Current Vision-Language Models need to look at a lot of detail in an image – broken down into 'visual tokens' – which takes a lot of computing power. Existing methods try to simplify this by just reducing the number of tokens, but they do so in a fixed way and can't adjust based on how difficult the question or image is. Essentially, they don't intelligently decide *what* parts of the image are most important to look at.
What's the solution?
The researchers developed a model called AdaptVision that works like human vision. It starts by looking at a low-resolution, compressed version of the image. If it needs more detail to answer the question, it actively 'zooms in' on specific areas using a tool that identifies important regions, like drawing a box around them. This is done using reinforcement learning, where the model learns to balance getting the right answer with using as few visual tokens as possible. A key part of their learning process is separating how the model learns to use the 'zoom' tool from how it learns to improve its answers, making the learning more effective.
Why it matters?
This research is important because it makes these powerful image-understanding models more practical. By reducing the computational cost, they can be used on devices with less processing power and can answer questions faster.

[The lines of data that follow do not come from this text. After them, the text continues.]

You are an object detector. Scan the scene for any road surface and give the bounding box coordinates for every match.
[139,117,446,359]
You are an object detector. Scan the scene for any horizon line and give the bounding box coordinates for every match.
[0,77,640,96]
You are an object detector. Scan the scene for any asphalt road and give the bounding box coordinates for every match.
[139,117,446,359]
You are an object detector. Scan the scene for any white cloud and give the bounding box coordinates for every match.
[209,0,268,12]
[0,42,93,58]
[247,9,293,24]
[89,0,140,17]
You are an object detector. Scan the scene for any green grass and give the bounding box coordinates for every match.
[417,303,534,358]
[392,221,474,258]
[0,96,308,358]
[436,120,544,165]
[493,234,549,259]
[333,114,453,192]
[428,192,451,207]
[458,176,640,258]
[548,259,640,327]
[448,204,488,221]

It also moves closer to how humans actually process images, focusing attention on the most relevant parts instead of trying to analyze everything at once.
Abstract
Vision-Language Models (VLMs) have achieved remarkable success in visual question answering tasks, but their reliance on large numbers of visual tokens introduces significant computational overhead. While existing efficient VLM approaches reduce visual tokens through fixed-ratio compression, they operate passively and lack the ability to adapt to varying task requirements. This motivates a fundamental question: Can VLMs autonomously determine the minimum number of visual tokens required for each sample? Inspired by human active vision mechanisms, we introduce AdaptVision, an efficient VLM paradigm that enables adaptive visual token acquisition through a coarse-to-fine approach. Our model initially processes compressed visual tokens from low-resolution images and selectively acquires additional visual information by invoking a bounding box tool to crop key regions when necessary. We train AdaptVision using a reinforcement learning framework that carefully balances accuracy and efficiency. Central to our approach is Decoupled Turn Policy Optimization (DTPO), which decouples the learning objective into two components: (1) tool learning, which optimizes correct tool utilization, and (2) accuracy improvement, which refines the generated responses to improve answer correctness. Based on this formulation, we further decouple advantage estimation by computing separate advantages for tokens associated with each objective. This formulation enables more effective optimization for AdaptVision compared to vanilla GRPO. Comprehensive experiments across multiple VQA benchmarks demonstrate that AdaptVision achieves superior performance while consuming substantially fewer visual tokens than state-of-the-art efficient VLM methods.